When the first HP LaserJet was introduced in May of 1984, it created a totally new mainstream office printer market.
Although there were other laser printers around, none possessed the complete set of market requirements customers wanted in a desktop printer, namely: speed, flexibility, high-quality printing, a small footprint and affordability. The LaserJet immediately began garnering high praise from the industry and customers alike. Its introduction and subsequent success broke the computer system mold in which computers and printers were purchased as part of an integrated, high-end package focused on direct sales to the large end user. In another step towards a more democratic form of computing, HP introduced the ThinkJet in April of 1984 — five years after the initial bubble-generation experiments took place at HP Labs. The price was US$495. It was clear that the personal computer market was going to grow and that individual computer users would soon be clamoring for high-quality printers that would combine text, graphics and even photographic capabilities. In other words, a massive market was about to open up. Fulfilling one of the most fundamentally held operating principles of the company — to bring breakthrough products to market that make a real contribution — HP executives decided to adopt the emerging PC business model for both of these new print technologies. By making these new printers compatible with most PCs, HP set the standard for the PC print market that would follow.
Each basic LaserJet platform revision offered greater capability at lower prices than its predecessor in keeping with the HP mantra: more for less.

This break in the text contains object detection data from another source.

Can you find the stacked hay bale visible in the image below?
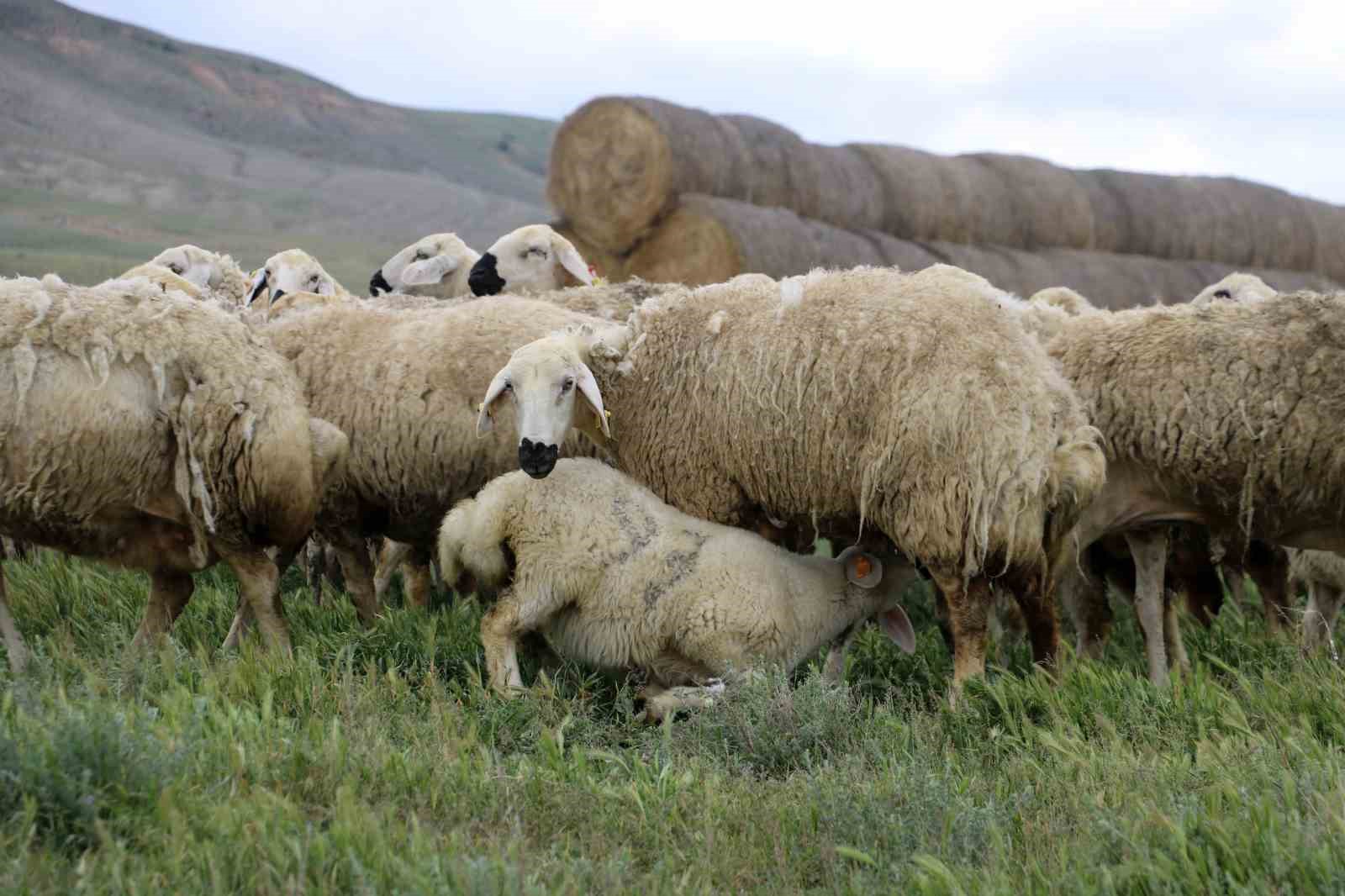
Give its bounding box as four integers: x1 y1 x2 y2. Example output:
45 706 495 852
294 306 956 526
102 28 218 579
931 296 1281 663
547 97 1345 299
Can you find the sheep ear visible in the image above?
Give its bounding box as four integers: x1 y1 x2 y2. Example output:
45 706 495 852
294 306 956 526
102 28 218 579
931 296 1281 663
402 256 457 287
574 363 612 439
476 367 509 439
247 268 266 305
551 233 593 287
836 547 883 588
878 604 916 654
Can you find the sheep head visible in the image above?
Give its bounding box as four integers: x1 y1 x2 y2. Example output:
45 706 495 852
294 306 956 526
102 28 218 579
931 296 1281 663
368 233 482 298
1190 271 1279 305
247 249 345 304
476 324 630 479
836 546 917 654
468 224 593 296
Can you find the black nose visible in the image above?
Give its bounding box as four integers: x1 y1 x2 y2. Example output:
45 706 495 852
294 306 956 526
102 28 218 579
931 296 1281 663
467 251 504 296
368 268 393 296
518 439 561 479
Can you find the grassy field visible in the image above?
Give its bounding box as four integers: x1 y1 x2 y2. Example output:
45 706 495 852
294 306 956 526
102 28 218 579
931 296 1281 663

Sales of the LaserJet took off like a rocket, and this original LaserJet was on the path to becoming HP's most successful single product ever. “The key factors behind the early success of LaserJet printers were: they were quiet and quick, they delivered quality printing and they offered full graphical functionality,” explained David M Ritchie, supplies category manager, HP Imaging and Printing Group. With the introduction of the LaserJet IIP in 1989, HP delivered the first "personal" LaserJet. The IIP was half the size and half the speed of previous products but it still had all the print quality, reliability, paper-handling, font and graphics capabilities of its predecessors - and priced US$1,000 less. Truly personal laser printing had arrived. In 1990, HP launched the DeskJet 500 (priced at US$729) based on the latest inkjet technology. It soon became the best-selling printer in the world. A year later, the HP DeskJet 500C added the option of high-quality color.
The rapid pace of HP innovation continued on into the next decades, with each new model helping to write another chapter in one of the truly great success stories of the evolution of print. The HP LaserJet attained universal recognition as a leading brand name in the consumer market for desktop printers. In 2002, HP introduced the Color LaserJet 2500, its first sub-US$1,000 color LaserJet printer and in 2003, the company marked the shipment of its 75 millionth LaserJet printer. By the spring of 2004, HP had shipped 228 million inkjet printers and remains the worldwide market leader in inkjet printing. Ultimately though, the genesis of HP's inkjet and LaserJet printers is the story of how a pair of remarkable printers helped HP write the history of a second revolution in print — one that placed the power of print directly in the hands of a waiting world.